Figure 3.

Expression of key adipogenic and cell cycle (C/EBPα and G0S2) proteins in proliferating human subcutaneous preadipocytes during coculture with monocytes and subsequent terminal differentiation. (a) Gene expression of C/EBPβ, C/EBPα, PPARγ, and G0S2 by real-time PCR in preadipocytes during coculture with monocytes for up to 5 days. The fold change expression of each gene in preadipocytes compares coculture with monocytes to culture with control media after normalization to an internal control (GAPDH) using the 2^−ΔΔCt calculation for relative expression. Data are from one experiment done in duplicate representative of three independent experiments, error bars are means ± s.e.m. (b) Western blot of C/EBPβ, C/EBPα, and G0S2 in preadipocytes at the 5-day time point during coculture with monocytes.
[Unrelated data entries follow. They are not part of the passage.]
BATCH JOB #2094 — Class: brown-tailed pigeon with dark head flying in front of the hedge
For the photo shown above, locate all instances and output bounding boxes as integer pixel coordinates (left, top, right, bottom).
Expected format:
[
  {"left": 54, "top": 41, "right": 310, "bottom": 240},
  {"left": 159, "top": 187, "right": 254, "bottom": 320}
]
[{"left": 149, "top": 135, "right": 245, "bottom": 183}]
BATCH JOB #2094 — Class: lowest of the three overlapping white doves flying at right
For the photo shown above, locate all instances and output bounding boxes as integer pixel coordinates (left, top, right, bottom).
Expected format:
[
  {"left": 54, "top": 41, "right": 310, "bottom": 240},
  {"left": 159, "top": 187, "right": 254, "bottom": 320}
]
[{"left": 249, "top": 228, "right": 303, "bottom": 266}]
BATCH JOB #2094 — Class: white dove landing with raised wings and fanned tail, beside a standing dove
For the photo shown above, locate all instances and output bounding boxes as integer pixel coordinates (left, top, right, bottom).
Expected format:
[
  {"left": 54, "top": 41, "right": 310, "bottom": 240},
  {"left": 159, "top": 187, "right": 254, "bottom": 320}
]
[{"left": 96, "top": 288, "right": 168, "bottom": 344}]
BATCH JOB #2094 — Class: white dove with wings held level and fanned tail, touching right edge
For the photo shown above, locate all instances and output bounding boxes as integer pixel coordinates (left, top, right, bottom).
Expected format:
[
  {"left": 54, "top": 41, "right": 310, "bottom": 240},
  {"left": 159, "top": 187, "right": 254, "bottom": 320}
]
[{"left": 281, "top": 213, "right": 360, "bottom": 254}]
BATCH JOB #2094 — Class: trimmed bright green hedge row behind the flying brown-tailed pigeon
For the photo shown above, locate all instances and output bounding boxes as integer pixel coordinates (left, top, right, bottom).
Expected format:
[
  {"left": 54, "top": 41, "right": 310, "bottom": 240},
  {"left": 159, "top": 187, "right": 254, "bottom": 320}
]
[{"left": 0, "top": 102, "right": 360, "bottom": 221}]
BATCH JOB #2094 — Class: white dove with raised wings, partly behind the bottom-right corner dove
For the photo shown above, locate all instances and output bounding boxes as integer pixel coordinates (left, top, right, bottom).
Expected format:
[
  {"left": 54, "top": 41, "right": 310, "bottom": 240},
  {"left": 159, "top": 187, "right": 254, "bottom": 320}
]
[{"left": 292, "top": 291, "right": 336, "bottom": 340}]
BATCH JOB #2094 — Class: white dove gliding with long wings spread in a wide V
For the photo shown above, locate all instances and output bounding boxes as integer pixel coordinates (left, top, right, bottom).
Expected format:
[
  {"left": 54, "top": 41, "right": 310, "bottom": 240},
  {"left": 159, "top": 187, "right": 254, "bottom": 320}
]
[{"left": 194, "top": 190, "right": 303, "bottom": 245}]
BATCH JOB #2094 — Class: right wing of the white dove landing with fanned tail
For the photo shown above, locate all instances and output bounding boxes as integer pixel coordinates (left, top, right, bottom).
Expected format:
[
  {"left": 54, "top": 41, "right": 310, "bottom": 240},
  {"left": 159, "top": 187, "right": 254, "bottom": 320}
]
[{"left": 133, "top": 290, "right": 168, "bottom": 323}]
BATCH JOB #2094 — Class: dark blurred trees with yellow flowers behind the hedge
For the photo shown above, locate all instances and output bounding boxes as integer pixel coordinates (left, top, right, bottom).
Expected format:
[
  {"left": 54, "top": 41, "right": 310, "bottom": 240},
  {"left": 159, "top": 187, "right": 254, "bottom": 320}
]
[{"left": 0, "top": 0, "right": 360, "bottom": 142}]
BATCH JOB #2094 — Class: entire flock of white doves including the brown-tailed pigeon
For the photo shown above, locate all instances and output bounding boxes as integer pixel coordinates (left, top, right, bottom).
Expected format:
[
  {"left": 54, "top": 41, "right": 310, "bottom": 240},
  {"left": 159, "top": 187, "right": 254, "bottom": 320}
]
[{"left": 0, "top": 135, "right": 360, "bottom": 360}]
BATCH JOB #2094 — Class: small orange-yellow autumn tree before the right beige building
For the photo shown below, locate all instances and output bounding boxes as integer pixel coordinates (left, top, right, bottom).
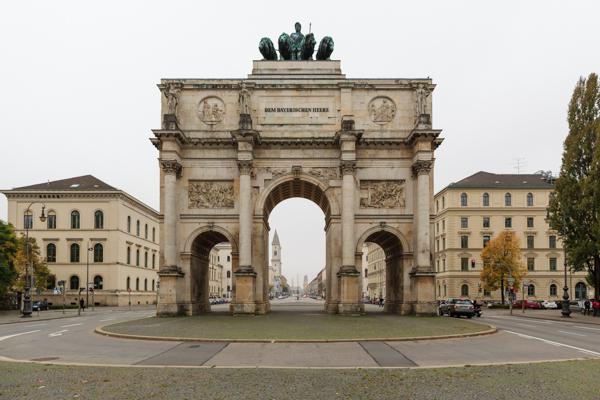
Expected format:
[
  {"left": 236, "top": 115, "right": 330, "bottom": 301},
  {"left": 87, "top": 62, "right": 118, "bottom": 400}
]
[{"left": 481, "top": 231, "right": 527, "bottom": 304}]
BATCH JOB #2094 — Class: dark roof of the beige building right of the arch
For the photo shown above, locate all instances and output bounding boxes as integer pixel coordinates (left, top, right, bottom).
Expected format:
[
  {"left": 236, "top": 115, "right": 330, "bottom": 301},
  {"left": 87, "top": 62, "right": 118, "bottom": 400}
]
[{"left": 448, "top": 171, "right": 554, "bottom": 189}]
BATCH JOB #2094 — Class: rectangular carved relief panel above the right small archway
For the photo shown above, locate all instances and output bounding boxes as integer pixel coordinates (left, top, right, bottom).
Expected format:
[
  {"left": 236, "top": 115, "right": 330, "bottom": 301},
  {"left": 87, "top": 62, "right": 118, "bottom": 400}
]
[{"left": 360, "top": 179, "right": 406, "bottom": 208}]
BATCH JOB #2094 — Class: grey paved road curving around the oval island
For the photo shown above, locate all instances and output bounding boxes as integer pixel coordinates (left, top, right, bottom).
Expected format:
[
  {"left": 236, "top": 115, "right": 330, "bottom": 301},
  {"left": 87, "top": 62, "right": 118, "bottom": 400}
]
[{"left": 0, "top": 301, "right": 600, "bottom": 368}]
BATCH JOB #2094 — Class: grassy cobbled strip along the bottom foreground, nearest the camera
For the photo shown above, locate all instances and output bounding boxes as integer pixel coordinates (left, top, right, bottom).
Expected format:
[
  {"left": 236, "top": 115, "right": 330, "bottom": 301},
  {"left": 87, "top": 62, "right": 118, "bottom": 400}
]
[{"left": 0, "top": 360, "right": 600, "bottom": 400}]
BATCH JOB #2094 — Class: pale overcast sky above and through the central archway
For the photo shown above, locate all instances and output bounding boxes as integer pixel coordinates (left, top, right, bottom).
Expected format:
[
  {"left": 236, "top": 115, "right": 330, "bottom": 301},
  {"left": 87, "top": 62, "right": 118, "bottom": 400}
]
[{"left": 0, "top": 0, "right": 600, "bottom": 280}]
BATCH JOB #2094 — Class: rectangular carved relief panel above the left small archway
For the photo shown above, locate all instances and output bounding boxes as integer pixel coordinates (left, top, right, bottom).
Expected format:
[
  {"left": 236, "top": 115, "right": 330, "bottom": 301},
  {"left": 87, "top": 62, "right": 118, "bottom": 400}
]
[{"left": 188, "top": 181, "right": 234, "bottom": 208}]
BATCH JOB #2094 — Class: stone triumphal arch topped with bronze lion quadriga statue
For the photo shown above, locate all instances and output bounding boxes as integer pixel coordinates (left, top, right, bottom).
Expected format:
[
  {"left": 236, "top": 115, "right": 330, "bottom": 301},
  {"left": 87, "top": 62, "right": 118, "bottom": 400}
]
[{"left": 152, "top": 27, "right": 442, "bottom": 315}]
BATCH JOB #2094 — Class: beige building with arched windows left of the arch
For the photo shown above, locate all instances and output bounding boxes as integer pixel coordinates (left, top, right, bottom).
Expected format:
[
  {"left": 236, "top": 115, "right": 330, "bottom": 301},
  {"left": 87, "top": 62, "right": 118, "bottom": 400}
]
[{"left": 2, "top": 175, "right": 159, "bottom": 306}]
The two bands for C/EBPβ represent the two isoforms for this protein at ~36 kDa. PPARγ was probed for but not detected. Densitometry of blots was normalized to actin loading control. (c) Representative phase contrast microscopy images (×40) of preadipocyte confluency after 5 days of coculture with monocytes just prior to hormonal induction of differentiation. (d) Representative phase contrast microscopy images (×40) of Oil Red O-stained adipocytes after 2 weeks of preadipocyte differentiation following 5 days of preadipocyte coculture with monocytes (i.e., after 5 days of coculture with preadipocytes, monocytes were removed and preadipocytes were differentiated in the absence of monocytes). Error bars are means ± s.d. of pixel intensity quantification of four images per condition from one experiment representative of three. *P < 0.05 compared to control media. C/EBPβ, CCAAT/enhancer binding protein (C/EBP), beta; PPARγ, peroxisome proliferator-activated receptor gamma 2; C/EBPα, CCAAT/enhancer binding protein (C/EBP), alpha; G0S2, G0/G1 switch 2.